В этом отрывке все замечательно. Образ депутата Глазова (судя по его другим выступлениям, происходившего из родового дворянства) с его бессвязной речью, смысл которой, однако, был ясен: ненависть и презрение к крестьянам, неистовое негодование по поводу того, что здесь, в Комиссии Уложения, его, дворянина, уравняли в правах с крестьянскими депутатами (отсюда требование – отнять у них золотой депутатский знак – а знак висел у крестьян, как и у дворян, в петлице на золотой цепочке – и депутатскую неприкосновенность).
Замечательно и поведение Бибикова, который прервал речь Глазова, сочтя ее исполненной «непристойностями»; еще важнее то, что он не только осудил Глазова, но и защитил крестьянских депутатов, заявив, что они-то как раз «верны истине», то есть правы, и доказали тем самым, что люди, состоящие «в последнем чине», могут думать благородно (Бибиков сказал это задолго до Карамзина, поразившего дворянское общество своим «и крестьянки любить умеют»); противопоставляя Глазова крестьянским депутатам, маршал Комиссии показывал, что «неблагородные» могут быть благородны; и, наоборот, благородные могут вести себя неблагородно – позиция чисто просветительская.
Так отчего же, слушая Глазова, зашумело Большое собрание Комиссии? В дневной записи сказано, что его выступлению «свойственно было произвести смех, соблазн и негодование, что и совершилось; но маршал остановил чтение на 9 странице, зане в собрании надлежащее благочиние могло бы совсем быть нарушено». «Смех, соблазн и негодование» – это значит, что реакция депутатов была резко различной, смех мог выражать и возмущение, и поощрение – чего было тут больше? А «соблазн» и «негодование» противостоят друг другу, ясно, что кто-то был и на стороне Глазова – сколько было таких?
Бибиков напомнил депутатам, что столь оскорбительное выступление резко противоречит XV статье обряда: если один депутат оскорбит в собрании другого, он должен понести наказание в виде штрафа и может быть временно или навсегда исключен из числа депутатов. Маршал опрашивал, что думают по этому поводу депутаты.
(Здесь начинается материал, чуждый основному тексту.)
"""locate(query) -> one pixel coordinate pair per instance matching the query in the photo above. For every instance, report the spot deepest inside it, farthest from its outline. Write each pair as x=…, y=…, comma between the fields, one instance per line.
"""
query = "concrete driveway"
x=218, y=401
Комиссия явно думала по-разному, но решение ее было едино. Если поведение Бибикова в ходе собрания выражало его собственную точку зрения, то решение Комиссии было несомненно согласовано с Екатериной. Вот оно:
«Комиссия о сочинении проекта нового Уложения, выслушав большую часть возражения (на самом деле не большую – в рукописи Глазова было 23 страницы, Бибиков прервал его на 9-й. – О. Ч.) депутата обоянского от дворянства Мих. Глазова на голос депутата елецкого от однодворцев Мих. Давыдова, рассудила, что сиё возражение, язвительными словами и бранью преисполненное, нарушает все обществом принятые правила благочиния и справедливости, ибо не токмо в оном сказано; что депутат Давыдов имеет гордыню, что он мыслил превратно, но и то без малейшей причины упомянуто, что всем черносошным депутатам почаще подлежит вынимать из карманов зерцало, по которому вразумляется, что их поведение небеспорочно (из этого текста нетрудно заключить, что Глазов примерно так кричал крестьянам: «Да вы в зеркало на себя посмотрите, каковы рожи!» – О. Ч.); наконец депутат обоянский осмеливается предписывать строжайшее наказание, когда он судить не имеет права: каргопольский наказ предает огню (это значит, требует, чтобы его сожгли. – О. Ч.), того же уезда депутата (которого беспристрастный поступок вящей похвалы достоин) желает лишить депутатского знака и всех депутатских выгод». Постановлено: взять с него пять рублей пени да к тому же потребовать от него, чтобы он при всем собрании просил у обиженных прощения.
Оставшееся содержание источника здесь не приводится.